Nada de «honra»: «Trance» recurre al thriller en su vertiente más (in)sana. Para empezar, porque Boyle siempre ha sabido cómo dosificar este género en algunos de sus mejores trabajos, especialmente en «A Tumba Abierta» y «A Life Less Ordinary» (los films de su cinematografía con los que, sin duda, resulta más fácil emparejar a «Trance«). Pero, sobre todo, porque el realizador se toma esta referencialidad televisiva como una fiesta: muchos hubieran deseado que la mencionada referencia televisiva se refiriera a aquella generación de la televisión (Frankenheimer, Lumet y periferia) que aportó sangre nueva al cine a finales de los 50… Pero ni hablar. Boyle no firmado «Trance» para que el espectador pajillero pueda jugar al onanismo referencial. Repito: esto es diversión pura y dura y, por lo tanto, es mejor no buscarle tres pies al gato y ponerse a lo que toca. A disfrutar con cada giro de guión, con cada nuevo retruécano, con cada sorpresa.

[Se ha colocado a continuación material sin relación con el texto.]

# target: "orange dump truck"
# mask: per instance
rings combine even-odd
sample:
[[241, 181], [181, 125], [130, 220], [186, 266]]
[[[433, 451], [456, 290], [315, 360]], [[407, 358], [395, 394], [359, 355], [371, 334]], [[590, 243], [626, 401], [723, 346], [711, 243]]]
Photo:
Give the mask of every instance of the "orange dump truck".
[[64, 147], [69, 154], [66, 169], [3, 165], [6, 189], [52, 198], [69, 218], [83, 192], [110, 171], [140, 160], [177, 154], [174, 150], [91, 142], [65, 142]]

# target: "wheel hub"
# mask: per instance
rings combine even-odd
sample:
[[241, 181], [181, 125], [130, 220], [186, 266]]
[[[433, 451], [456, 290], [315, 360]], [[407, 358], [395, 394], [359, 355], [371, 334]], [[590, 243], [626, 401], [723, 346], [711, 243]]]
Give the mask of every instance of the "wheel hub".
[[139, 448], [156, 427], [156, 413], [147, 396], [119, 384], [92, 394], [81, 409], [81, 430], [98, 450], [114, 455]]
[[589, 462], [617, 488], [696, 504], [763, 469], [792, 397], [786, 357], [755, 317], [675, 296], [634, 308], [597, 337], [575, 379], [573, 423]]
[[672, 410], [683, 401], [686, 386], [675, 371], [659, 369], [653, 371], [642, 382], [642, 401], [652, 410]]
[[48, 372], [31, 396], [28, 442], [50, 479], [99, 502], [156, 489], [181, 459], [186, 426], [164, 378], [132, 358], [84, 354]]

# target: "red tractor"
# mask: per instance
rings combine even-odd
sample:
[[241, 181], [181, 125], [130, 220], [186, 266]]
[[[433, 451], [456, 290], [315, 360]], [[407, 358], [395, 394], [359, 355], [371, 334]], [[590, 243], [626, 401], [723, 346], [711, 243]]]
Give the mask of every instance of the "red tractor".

Eso no quita que, al fin y al cabo, sea imposible para Danny Boyle no acabar dejando su particular impronta autoral en «Trance«. El rasgo más característico, el que debería esperarse de este autor (como uno de los pocos directores audiovisuales reales: es decir, que aúnen audio y video como un todo, buscando siempre relaciones en las que ambos elementos se complementen y potencien el uno al otro), es sin lugar a dudas una utilización de la banda sonora extradiegética como palanca para ayudar cada uno de los giros del ya de por sí enrevesado guión… Y, sin embargo, Boyle se revela contra sí mismo. Si hasta su anterior film, «127 Horas«, la utilización de canciones diversas le había servido para reforzar su discurso visual, en esta ocasión los temas de bandas actuales casi no hacen acto de presencia y dejan paso a atmósferas sintéticas, drones y zumbidos in crescendo que ayudan a acrecentar la sensación de irrealidad y, sobre todo, a trazar las diferentes curvas de intensidad por las que va transitando el film.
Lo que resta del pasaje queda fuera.